Using Qt, you can call a constructor with Qt reflection mechanisms (QMetaObject) if you declare the constructor as Q_INVOKABLE (nothing more to do than that).
class MyClass : public QObject {
Q_OBJECT
public:
Q_INVOKABLE MyClass(int foo);
MyClass *cloningMySelf() {
return metaObject()->newInstance(Q_ARG(int, 42));
}
};
I'm not sure you will want to embed Qt just for that feature ;-) but maybe you would like to have a look on the way it does that.

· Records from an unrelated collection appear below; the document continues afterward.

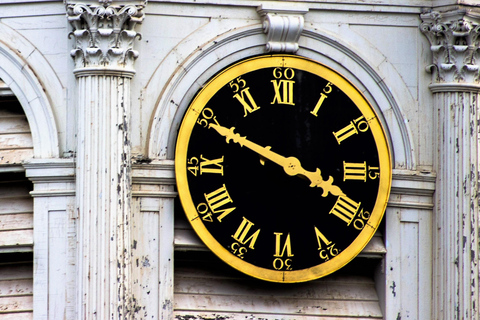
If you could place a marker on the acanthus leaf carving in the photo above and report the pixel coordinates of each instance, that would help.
(104, 35)
(454, 42)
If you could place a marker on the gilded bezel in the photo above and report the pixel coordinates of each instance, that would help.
(189, 121)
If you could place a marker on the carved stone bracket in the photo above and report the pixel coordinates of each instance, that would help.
(283, 27)
(104, 35)
(454, 40)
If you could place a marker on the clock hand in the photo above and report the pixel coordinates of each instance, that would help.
(291, 165)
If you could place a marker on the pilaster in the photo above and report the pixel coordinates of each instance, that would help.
(54, 237)
(153, 235)
(454, 39)
(104, 66)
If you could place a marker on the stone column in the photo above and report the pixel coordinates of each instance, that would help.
(104, 57)
(454, 39)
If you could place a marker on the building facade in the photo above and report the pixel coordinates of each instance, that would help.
(92, 95)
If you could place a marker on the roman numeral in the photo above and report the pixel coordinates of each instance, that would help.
(345, 209)
(359, 124)
(321, 239)
(211, 166)
(286, 247)
(243, 231)
(286, 95)
(217, 199)
(354, 171)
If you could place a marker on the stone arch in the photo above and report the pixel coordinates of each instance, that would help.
(316, 44)
(30, 77)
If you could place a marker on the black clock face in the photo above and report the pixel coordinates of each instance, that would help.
(283, 168)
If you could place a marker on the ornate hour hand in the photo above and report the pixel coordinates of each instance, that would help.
(291, 165)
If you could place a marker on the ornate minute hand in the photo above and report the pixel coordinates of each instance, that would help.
(291, 165)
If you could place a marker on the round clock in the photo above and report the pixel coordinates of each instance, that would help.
(283, 168)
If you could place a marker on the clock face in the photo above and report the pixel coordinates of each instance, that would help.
(283, 168)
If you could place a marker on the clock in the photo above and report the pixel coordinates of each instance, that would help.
(283, 168)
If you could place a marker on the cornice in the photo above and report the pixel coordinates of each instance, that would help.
(454, 42)
(104, 35)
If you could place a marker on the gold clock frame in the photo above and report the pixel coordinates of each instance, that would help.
(385, 165)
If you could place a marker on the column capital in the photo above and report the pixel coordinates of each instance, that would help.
(104, 36)
(454, 42)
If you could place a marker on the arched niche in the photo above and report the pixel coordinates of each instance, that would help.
(26, 72)
(233, 45)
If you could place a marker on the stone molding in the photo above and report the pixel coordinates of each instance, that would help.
(104, 36)
(283, 27)
(454, 42)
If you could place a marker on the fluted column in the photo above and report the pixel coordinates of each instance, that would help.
(454, 39)
(104, 57)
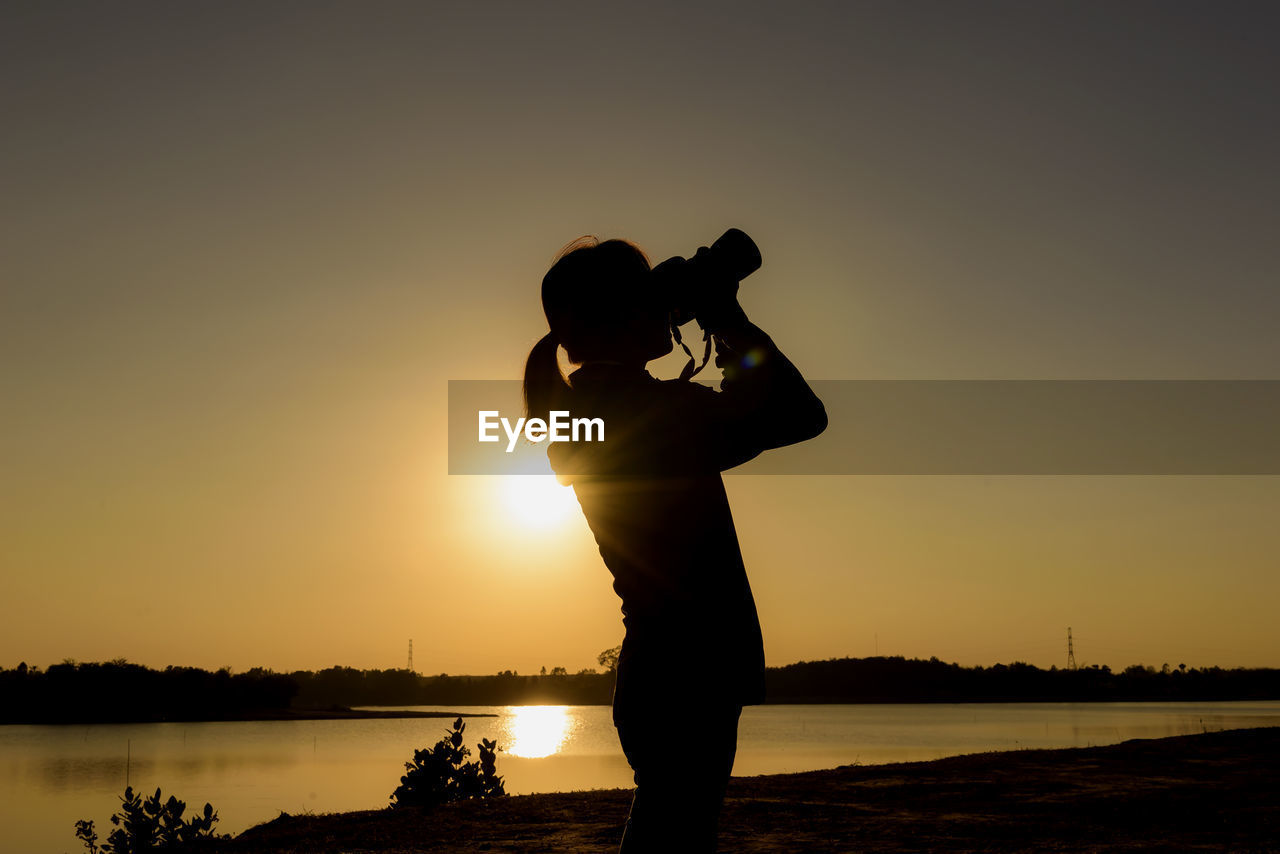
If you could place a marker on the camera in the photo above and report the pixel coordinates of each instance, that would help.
(685, 284)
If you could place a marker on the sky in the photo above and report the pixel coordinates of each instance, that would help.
(245, 246)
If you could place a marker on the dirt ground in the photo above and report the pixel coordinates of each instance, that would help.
(1202, 793)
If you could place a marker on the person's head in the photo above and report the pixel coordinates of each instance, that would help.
(600, 306)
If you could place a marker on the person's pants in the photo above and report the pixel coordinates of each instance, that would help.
(681, 761)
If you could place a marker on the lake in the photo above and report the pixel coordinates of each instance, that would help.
(251, 771)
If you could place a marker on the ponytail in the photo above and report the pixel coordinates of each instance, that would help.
(544, 384)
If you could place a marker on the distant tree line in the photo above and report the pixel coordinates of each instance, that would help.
(903, 680)
(123, 692)
(118, 692)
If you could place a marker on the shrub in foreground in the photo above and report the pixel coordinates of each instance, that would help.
(439, 775)
(151, 825)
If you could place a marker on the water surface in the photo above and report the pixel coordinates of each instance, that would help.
(251, 771)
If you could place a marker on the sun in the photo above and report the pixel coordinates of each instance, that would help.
(538, 502)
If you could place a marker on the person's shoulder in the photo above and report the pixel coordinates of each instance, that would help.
(688, 388)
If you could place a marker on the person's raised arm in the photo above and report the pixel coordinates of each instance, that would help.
(763, 402)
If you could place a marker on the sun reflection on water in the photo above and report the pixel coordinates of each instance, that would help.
(538, 731)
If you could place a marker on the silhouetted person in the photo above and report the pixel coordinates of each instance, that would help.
(654, 499)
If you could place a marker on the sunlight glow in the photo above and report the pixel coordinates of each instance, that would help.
(538, 501)
(538, 731)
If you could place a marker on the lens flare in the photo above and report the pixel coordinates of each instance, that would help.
(538, 731)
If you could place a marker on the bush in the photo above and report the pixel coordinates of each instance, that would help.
(440, 773)
(149, 825)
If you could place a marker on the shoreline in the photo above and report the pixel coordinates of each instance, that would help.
(1205, 791)
(273, 715)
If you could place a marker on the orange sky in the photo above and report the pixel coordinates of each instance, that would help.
(245, 249)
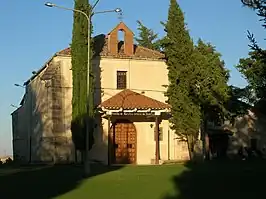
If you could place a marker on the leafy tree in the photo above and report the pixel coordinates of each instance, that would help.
(147, 38)
(197, 78)
(178, 49)
(209, 83)
(79, 55)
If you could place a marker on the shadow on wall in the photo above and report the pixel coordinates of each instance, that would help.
(249, 127)
(45, 182)
(50, 120)
(97, 142)
(219, 180)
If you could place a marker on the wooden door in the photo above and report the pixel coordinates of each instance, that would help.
(124, 143)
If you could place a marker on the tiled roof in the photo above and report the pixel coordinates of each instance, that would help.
(101, 49)
(128, 99)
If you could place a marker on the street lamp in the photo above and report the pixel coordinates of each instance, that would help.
(88, 17)
(14, 106)
(18, 85)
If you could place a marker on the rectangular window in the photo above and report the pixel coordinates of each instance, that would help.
(121, 79)
(160, 134)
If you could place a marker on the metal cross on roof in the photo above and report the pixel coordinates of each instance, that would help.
(120, 16)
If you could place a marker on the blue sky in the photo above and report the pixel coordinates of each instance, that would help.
(31, 33)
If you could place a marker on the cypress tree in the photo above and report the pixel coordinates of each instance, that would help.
(178, 48)
(79, 48)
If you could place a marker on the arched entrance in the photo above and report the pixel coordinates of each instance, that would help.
(124, 142)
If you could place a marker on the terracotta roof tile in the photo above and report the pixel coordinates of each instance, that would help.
(128, 99)
(101, 49)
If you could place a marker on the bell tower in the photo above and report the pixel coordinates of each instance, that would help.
(128, 40)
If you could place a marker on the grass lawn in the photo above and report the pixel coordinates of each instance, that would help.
(212, 180)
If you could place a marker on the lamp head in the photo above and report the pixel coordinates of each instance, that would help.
(118, 10)
(49, 4)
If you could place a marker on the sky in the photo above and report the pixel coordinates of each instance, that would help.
(31, 33)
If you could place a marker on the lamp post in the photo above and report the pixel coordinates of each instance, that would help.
(88, 17)
(18, 85)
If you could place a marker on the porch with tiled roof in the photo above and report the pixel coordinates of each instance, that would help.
(135, 107)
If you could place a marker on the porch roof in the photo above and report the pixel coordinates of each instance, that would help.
(128, 100)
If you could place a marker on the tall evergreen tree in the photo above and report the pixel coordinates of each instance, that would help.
(79, 49)
(253, 67)
(210, 79)
(147, 38)
(178, 49)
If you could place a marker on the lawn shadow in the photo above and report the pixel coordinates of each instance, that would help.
(220, 179)
(45, 182)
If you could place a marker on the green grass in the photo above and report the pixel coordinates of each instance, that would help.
(212, 180)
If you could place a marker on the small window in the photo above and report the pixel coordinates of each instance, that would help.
(160, 134)
(121, 79)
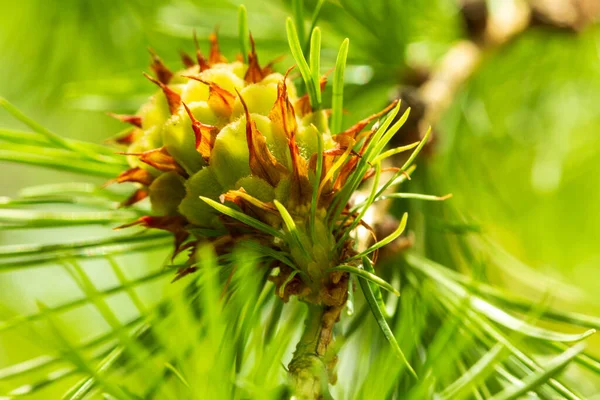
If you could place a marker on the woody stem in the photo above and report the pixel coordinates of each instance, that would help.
(310, 368)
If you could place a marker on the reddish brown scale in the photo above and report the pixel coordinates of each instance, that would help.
(205, 135)
(163, 74)
(262, 163)
(186, 60)
(173, 98)
(136, 175)
(215, 56)
(283, 114)
(134, 120)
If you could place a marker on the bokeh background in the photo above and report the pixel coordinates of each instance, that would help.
(517, 124)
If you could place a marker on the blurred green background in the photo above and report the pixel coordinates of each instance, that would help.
(518, 146)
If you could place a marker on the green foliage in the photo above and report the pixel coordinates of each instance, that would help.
(464, 335)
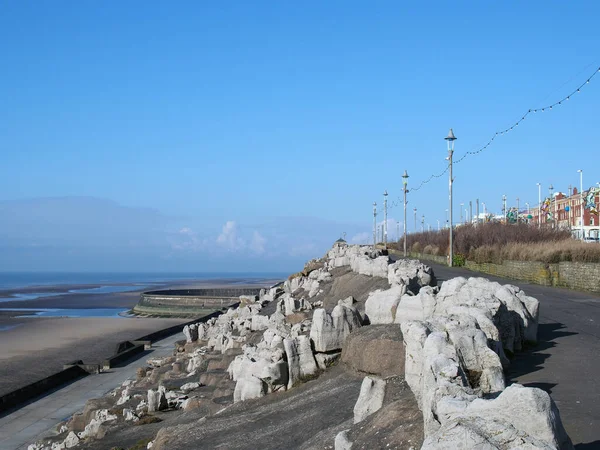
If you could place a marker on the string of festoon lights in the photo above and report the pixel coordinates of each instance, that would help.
(499, 133)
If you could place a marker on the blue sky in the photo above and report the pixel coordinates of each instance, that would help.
(277, 123)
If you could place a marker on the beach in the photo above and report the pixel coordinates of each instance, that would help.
(32, 348)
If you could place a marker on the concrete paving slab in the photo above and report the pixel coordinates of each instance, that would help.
(38, 419)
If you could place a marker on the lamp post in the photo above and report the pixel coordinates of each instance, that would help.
(581, 195)
(374, 224)
(551, 191)
(415, 211)
(404, 190)
(471, 211)
(385, 219)
(539, 205)
(450, 140)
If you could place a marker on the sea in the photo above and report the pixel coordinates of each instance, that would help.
(102, 283)
(16, 280)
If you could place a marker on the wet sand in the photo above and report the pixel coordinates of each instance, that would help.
(35, 347)
(38, 347)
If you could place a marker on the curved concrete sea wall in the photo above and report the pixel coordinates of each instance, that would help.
(189, 302)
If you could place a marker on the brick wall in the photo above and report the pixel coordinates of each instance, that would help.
(572, 275)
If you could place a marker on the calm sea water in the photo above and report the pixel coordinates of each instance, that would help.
(15, 280)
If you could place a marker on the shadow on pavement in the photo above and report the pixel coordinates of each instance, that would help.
(589, 446)
(532, 358)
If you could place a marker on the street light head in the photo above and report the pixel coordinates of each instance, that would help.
(450, 139)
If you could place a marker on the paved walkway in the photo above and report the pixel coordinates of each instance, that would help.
(566, 361)
(38, 419)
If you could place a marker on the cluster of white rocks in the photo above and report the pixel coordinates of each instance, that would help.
(455, 340)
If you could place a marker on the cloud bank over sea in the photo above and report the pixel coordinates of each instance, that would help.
(93, 234)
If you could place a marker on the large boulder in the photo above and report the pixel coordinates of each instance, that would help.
(381, 305)
(370, 399)
(329, 331)
(519, 417)
(375, 349)
(412, 273)
(300, 359)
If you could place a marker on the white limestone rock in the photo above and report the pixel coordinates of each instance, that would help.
(519, 417)
(157, 400)
(342, 442)
(249, 387)
(416, 307)
(329, 331)
(191, 333)
(71, 440)
(370, 399)
(300, 359)
(129, 415)
(259, 322)
(188, 387)
(381, 305)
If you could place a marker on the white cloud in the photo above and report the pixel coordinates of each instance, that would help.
(229, 238)
(187, 239)
(304, 250)
(257, 245)
(362, 238)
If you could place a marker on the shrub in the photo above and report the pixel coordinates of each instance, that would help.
(458, 260)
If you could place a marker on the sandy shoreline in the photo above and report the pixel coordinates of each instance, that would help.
(40, 346)
(33, 348)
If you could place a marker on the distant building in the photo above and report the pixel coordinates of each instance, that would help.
(565, 212)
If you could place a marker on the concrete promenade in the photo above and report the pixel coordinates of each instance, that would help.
(38, 419)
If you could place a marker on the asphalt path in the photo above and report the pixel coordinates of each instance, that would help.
(566, 361)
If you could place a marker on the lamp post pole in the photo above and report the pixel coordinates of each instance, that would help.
(450, 140)
(471, 211)
(551, 190)
(385, 219)
(581, 195)
(539, 205)
(404, 190)
(415, 211)
(374, 224)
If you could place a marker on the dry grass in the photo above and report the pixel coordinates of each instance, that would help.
(495, 242)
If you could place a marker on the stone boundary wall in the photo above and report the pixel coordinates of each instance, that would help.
(72, 372)
(572, 275)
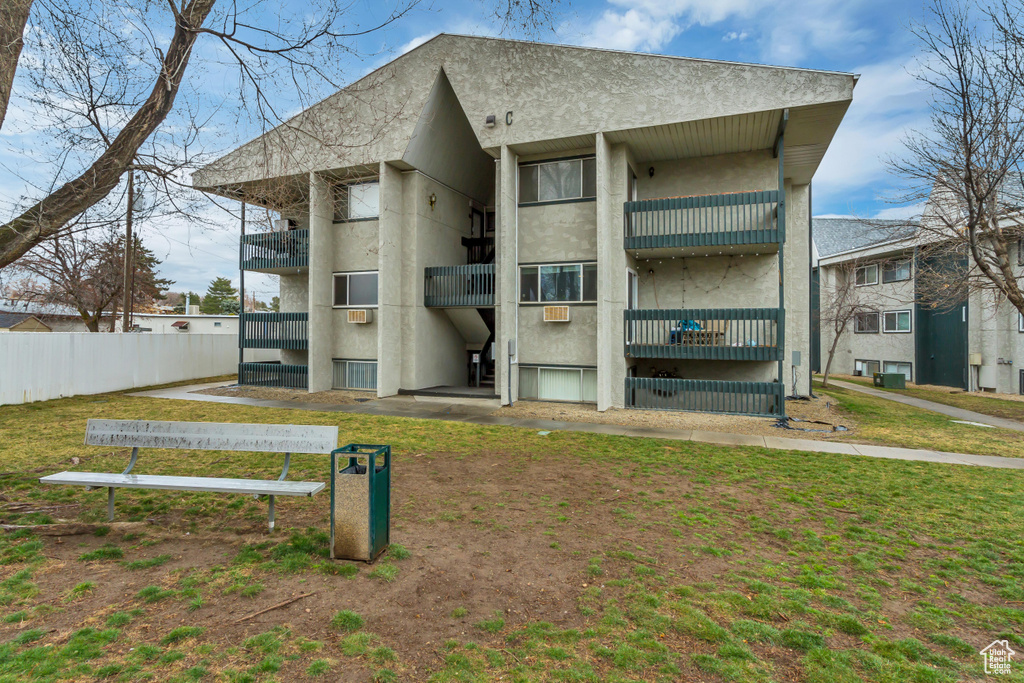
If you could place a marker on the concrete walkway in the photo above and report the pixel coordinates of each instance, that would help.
(479, 412)
(949, 411)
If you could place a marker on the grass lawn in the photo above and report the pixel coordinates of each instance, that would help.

http://doc.qt.io/qt-5/metaobjects.html#meta-object-system
If you want an actual function pointer representing the constructor, not a functor or closure, you can create a universal factory template:
#include <iostream>
namespace {
template <typename Type, typename... Args>
Type create(Args... args)
{
return Type{std::forward<Args>(args)...};
}
}
template <typename Type, typename... Args>
static constexpr auto constructor = &create<Type, Args...>;
struct Foo {
Foo(double v){ std::cout << "Foo ctor " << v << std::endl; }
};
int main()
{
auto z = constructor<Foo, double>(0.33);
return 0;
}
Foo ctor 0.33
https://godbolt.org/z/qKGGGzjTs
This is similar to Michael Burr's answer, except that you don't have a static factory method per object and it allows any kind of constructor (not just default)
This is similar to bradgonesurfing's answer, except that you create one function pointer per constructor and not one functor per class representing all constructors for that class.
Even though this question is old and already has several very helpful answers, I am adding this additional suggestion because having one function pointer for every constructor of any class is useful when implementing a runtime type reflection system.